Question

Trinity assembly validation and statistics

2

Entering edit mode

9.7 years ago

giorgiocasaburi ▴ 90

Hi All,

After one week Trinity finally completed an assembly starting with 800 million reads (an entire Next Seq 500 run). The statistics are weird, although there were tons of sequences, but I would like your opinion:

################################
## Counts of transcripts, etc.
################################
Total trinity 'genes':    858807
Total trinity transcripts:    924905
Percent GC: 40.20
########################################
Stats based on ALL transcript contigs:
########################################
    Contig N10: 1739
    Contig N20: 769
    Contig N30: 490
    Contig N40: 382
    Contig N50: 324
    Median contig length: 270
    Average contig: 363.98
    Total assembled bases: 336649200
#####################################################
## Stats based on ONLY LONGEST ISOFORM per 'GENE':
#####################################################
    Contig N10: 1123
    Contig N20: 575
    Contig N30: 421
    Contig N40: 349
    Contig N50: 304
    Median contig length: 268
    Average contig: 341.45
    Total assembled bases: 293239534

I used Trinity with default parameters and using --trimmomatic plus --min_kmer_cov 2. I really was expecting the N50 to be bigger. What can be the reason for that?

Note: Before starting the assembly I quality filtered the sequences and merged the results in two big paired end fasta files.
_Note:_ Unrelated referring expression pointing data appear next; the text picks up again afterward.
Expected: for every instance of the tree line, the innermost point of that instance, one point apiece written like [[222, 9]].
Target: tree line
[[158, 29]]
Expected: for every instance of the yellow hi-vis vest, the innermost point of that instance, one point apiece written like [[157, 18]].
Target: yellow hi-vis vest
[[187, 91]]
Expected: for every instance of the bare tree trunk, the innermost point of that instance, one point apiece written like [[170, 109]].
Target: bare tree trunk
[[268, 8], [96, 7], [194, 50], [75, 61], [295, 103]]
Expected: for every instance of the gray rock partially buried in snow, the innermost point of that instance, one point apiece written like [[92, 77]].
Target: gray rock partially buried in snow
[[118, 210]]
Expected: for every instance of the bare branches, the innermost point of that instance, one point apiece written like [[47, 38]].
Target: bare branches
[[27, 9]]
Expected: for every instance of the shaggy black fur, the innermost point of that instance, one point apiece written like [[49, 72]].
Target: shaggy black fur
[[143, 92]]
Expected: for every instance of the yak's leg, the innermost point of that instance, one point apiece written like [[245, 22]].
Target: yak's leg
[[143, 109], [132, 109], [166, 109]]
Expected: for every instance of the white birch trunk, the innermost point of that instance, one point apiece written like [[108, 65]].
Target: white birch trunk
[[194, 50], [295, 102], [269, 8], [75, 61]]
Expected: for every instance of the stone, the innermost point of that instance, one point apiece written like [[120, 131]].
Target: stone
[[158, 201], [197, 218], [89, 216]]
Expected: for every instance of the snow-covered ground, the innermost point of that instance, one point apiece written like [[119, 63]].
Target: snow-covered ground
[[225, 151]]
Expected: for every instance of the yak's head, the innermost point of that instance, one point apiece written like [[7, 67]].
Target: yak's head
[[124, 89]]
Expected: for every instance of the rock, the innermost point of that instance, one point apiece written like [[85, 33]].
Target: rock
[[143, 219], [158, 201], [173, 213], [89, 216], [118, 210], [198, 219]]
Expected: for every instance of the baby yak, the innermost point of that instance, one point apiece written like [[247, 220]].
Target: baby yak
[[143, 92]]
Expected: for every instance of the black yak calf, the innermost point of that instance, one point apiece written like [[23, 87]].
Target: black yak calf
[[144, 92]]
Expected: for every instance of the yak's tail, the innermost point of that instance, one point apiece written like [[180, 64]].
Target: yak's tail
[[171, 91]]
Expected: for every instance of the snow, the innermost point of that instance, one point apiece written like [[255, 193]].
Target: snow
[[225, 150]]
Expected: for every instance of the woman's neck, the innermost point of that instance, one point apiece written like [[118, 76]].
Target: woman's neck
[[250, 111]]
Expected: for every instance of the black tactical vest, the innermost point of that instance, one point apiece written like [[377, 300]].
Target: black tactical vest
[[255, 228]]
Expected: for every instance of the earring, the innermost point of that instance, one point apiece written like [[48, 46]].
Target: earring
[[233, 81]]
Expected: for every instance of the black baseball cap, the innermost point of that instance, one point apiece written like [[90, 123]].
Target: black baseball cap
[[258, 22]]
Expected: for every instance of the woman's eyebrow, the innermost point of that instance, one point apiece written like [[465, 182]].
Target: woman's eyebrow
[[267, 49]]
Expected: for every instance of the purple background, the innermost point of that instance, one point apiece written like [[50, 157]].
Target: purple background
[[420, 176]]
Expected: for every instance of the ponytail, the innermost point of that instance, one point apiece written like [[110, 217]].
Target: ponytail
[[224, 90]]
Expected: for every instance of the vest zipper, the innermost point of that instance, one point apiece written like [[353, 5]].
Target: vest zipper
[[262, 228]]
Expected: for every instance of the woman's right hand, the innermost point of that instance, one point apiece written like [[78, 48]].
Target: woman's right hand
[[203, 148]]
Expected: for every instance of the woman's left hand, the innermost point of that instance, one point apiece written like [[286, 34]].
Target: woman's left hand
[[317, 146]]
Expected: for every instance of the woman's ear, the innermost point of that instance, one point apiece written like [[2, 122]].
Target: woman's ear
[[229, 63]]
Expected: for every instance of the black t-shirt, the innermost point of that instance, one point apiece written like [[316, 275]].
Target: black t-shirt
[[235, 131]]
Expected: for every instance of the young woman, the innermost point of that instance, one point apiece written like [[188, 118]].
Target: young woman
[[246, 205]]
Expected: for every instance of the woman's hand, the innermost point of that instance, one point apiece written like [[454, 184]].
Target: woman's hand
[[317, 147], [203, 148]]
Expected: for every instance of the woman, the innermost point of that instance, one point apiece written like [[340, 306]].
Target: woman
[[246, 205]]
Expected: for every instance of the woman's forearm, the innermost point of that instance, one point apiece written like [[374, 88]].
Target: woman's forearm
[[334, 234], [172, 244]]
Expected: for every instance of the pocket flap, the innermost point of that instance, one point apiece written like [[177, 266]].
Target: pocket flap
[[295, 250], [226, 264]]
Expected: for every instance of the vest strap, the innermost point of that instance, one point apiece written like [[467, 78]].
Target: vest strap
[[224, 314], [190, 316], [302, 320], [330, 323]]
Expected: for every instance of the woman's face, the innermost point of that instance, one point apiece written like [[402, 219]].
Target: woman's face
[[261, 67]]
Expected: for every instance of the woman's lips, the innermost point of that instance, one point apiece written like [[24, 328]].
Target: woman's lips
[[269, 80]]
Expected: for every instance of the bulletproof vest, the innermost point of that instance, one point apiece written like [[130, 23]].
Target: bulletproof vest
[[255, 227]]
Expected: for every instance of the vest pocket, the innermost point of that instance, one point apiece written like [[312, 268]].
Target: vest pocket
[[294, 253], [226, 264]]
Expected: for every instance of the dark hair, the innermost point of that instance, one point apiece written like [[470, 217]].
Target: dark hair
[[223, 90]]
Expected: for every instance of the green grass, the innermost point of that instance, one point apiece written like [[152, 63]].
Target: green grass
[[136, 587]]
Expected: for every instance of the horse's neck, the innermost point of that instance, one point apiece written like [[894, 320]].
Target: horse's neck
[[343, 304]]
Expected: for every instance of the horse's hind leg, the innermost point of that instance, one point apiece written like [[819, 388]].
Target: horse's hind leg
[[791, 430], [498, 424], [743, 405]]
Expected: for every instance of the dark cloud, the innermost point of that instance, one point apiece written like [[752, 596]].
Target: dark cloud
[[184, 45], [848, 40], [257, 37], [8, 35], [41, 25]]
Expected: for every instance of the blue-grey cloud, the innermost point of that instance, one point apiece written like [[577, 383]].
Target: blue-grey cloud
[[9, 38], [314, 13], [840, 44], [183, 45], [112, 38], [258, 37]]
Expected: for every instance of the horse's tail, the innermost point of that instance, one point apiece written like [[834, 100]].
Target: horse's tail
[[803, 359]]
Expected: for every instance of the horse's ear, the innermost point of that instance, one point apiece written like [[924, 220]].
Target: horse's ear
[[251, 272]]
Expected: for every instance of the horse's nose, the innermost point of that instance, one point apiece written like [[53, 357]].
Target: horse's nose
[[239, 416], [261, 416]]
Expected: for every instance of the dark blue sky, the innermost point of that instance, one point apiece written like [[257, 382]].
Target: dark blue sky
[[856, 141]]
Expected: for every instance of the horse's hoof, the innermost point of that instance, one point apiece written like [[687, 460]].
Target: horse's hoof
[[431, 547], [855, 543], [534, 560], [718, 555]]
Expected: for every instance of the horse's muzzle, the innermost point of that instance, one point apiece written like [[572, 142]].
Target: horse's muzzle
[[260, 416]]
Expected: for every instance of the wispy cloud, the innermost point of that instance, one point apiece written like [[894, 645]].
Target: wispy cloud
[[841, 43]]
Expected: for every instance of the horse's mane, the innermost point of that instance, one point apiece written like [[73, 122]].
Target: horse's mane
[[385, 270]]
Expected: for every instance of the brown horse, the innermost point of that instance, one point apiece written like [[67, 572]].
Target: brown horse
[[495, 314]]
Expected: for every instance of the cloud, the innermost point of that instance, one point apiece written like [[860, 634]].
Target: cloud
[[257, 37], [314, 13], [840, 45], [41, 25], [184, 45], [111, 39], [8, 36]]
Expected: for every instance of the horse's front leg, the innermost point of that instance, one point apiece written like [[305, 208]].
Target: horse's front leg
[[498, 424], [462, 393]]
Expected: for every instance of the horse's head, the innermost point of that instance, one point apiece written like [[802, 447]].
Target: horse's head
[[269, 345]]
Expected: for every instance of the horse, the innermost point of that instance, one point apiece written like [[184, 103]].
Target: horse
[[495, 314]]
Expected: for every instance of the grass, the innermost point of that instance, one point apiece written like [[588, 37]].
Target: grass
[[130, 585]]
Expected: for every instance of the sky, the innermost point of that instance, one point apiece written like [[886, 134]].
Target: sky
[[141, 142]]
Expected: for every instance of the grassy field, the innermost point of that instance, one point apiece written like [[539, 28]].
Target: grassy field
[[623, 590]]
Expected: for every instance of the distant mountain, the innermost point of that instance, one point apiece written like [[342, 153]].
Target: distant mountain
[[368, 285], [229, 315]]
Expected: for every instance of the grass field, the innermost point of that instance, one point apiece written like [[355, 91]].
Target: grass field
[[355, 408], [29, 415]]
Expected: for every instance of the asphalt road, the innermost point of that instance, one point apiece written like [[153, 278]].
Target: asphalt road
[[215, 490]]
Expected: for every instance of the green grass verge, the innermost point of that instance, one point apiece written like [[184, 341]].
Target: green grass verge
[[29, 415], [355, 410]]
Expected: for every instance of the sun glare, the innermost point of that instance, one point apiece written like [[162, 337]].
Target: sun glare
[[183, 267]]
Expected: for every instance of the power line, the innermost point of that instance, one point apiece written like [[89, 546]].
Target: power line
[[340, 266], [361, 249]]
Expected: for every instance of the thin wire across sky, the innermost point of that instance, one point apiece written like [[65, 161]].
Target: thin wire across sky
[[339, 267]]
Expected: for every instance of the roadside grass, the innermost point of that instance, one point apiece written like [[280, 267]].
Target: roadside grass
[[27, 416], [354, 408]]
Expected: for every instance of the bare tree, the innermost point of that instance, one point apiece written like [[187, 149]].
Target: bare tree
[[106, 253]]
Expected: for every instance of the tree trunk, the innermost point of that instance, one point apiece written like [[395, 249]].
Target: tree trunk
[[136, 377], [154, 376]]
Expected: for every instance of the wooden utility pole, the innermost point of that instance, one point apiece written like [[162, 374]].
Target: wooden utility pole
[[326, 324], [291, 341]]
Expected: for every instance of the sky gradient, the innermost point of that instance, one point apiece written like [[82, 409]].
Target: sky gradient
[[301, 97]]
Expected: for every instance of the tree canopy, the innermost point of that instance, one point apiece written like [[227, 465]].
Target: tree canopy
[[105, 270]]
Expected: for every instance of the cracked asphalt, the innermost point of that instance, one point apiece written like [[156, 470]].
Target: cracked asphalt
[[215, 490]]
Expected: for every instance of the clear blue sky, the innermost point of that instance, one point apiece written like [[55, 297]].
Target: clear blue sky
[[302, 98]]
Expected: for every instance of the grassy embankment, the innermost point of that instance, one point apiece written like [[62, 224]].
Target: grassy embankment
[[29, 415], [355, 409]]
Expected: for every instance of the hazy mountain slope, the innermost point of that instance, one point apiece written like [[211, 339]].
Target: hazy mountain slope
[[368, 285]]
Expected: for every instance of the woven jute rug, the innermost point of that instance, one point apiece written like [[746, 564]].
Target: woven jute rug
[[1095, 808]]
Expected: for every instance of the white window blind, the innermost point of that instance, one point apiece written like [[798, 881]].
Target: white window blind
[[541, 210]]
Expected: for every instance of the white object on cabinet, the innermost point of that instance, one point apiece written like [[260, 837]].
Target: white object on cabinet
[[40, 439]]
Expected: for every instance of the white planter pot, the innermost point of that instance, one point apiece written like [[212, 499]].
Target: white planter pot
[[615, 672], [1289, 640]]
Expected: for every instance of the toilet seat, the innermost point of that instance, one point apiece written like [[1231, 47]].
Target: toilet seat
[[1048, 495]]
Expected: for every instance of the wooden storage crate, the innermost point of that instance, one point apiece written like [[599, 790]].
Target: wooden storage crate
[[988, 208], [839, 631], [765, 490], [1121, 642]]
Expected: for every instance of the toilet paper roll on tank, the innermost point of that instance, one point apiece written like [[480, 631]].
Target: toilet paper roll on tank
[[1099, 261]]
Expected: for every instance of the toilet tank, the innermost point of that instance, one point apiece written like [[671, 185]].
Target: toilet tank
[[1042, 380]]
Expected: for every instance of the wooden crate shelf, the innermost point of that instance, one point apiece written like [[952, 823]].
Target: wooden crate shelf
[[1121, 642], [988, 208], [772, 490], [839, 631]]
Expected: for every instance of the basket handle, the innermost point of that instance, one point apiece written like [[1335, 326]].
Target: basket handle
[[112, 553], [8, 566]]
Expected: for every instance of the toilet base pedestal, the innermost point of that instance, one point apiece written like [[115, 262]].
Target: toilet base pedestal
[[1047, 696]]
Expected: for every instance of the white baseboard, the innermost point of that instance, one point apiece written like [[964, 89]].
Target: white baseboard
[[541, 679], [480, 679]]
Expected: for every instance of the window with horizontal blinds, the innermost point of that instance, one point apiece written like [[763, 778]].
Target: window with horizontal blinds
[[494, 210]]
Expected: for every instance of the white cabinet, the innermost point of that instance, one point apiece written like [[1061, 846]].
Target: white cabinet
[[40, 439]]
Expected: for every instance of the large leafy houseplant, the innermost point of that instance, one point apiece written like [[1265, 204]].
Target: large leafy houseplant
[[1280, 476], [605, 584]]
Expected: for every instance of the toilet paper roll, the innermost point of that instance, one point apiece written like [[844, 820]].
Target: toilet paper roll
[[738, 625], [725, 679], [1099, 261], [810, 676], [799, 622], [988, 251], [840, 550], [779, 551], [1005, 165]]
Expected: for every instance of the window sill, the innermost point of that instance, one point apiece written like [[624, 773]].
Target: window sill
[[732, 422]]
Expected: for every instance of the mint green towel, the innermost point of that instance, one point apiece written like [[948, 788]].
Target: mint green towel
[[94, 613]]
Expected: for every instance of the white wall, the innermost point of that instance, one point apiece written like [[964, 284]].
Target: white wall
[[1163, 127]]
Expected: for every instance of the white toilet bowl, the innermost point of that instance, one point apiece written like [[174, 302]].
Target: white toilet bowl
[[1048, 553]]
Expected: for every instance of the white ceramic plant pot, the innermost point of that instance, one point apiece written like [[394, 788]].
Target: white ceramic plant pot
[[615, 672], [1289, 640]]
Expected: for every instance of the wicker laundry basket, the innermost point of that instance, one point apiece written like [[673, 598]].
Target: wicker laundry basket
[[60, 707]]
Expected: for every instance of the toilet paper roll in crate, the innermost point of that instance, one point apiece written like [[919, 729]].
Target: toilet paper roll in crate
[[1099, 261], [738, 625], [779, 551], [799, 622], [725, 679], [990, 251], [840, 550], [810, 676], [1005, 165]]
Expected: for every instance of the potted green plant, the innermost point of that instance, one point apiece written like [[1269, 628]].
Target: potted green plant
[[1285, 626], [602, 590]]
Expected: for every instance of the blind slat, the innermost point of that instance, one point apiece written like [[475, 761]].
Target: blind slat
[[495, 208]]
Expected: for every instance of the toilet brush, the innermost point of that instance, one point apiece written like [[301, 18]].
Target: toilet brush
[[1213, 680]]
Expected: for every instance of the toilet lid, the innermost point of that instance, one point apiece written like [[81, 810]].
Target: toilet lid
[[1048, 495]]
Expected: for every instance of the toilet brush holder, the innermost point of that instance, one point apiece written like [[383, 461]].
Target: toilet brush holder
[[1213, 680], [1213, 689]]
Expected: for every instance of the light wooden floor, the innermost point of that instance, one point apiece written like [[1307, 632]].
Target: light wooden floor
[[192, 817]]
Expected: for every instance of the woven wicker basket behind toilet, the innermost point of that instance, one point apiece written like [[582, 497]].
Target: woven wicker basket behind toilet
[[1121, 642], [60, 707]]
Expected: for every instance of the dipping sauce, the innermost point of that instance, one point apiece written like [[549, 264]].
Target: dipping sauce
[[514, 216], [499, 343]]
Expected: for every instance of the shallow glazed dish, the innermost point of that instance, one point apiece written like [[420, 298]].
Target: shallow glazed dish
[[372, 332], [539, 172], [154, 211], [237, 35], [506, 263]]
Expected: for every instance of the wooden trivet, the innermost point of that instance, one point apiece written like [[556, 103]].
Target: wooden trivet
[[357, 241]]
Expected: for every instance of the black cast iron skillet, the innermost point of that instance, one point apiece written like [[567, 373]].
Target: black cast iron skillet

Please any advice can be precious!

Thanks!

Giorgio

n50 transcriptome assembly trinity • 6.0k views

ADD COMMENT • link updated 2.5 years ago by Ram 44k • written 9.7 years ago by giorgiocasaburi ▴ 90

1

Entering edit mode

That's a lot of transcripts. Try using the read normalization parameter. What species are you assembling?

ADD REPLY • link updated 2.5 years ago by Ram 44k • written 9.7 years ago by st.ph.n ★ 2.7k

0

Entering edit mode

Thanks for your answer. I know it is a lot and I did not run the digital normalization, maybe I should have considering that I have close to a billion raw reads. Do you think that might be the reason of such low N50? Anyway the species is an Hawaiian Squid (no genome annotation at all since it has tons of STR), predicted genome of about 3.8 GB.

ADD REPLY • link updated 2.5 years ago by Ram 44k • written 9.7 years ago by giorgiocasaburi ▴ 90

Ram · Answer 1 · 2015-04-16

1

Entering edit mode

9.7 years ago

seta ★ 1.9k

Hi, it sounds that your assembly is so fragmented that may resulted from using -min_kmer_cov 2. Try --normalize_reads and keep -min_kmer_cov as default. It took long time to finish, could you please tell us what's you system (RAM and CPU)?

ADD COMMENT • link updated 2.5 years ago by Ram 44k • written 9.7 years ago by seta ★ 1.9k

0

Entering edit mode

Thanks seta! I have access to an HPC at my University. For that above analysis I ran with 20 cores with 19GB of ram each. It took a week total. Also, I forgot to mention that the analysis was ran on a unique file that I merged from several samples processed in the same run. Total of 23 libraries (4 fastq files each line paired end; so total of 8 files actually) and an overall total of 184 fastq files (~1 Gb each).

A) Could the fragmentation in your experience be due by the merging of the sample?

B) Should I run a distinct assembly for every single library?

C) Or should I just I considered one total file merged and run the normalization with -min_kmer_cov 1 (default) like you said?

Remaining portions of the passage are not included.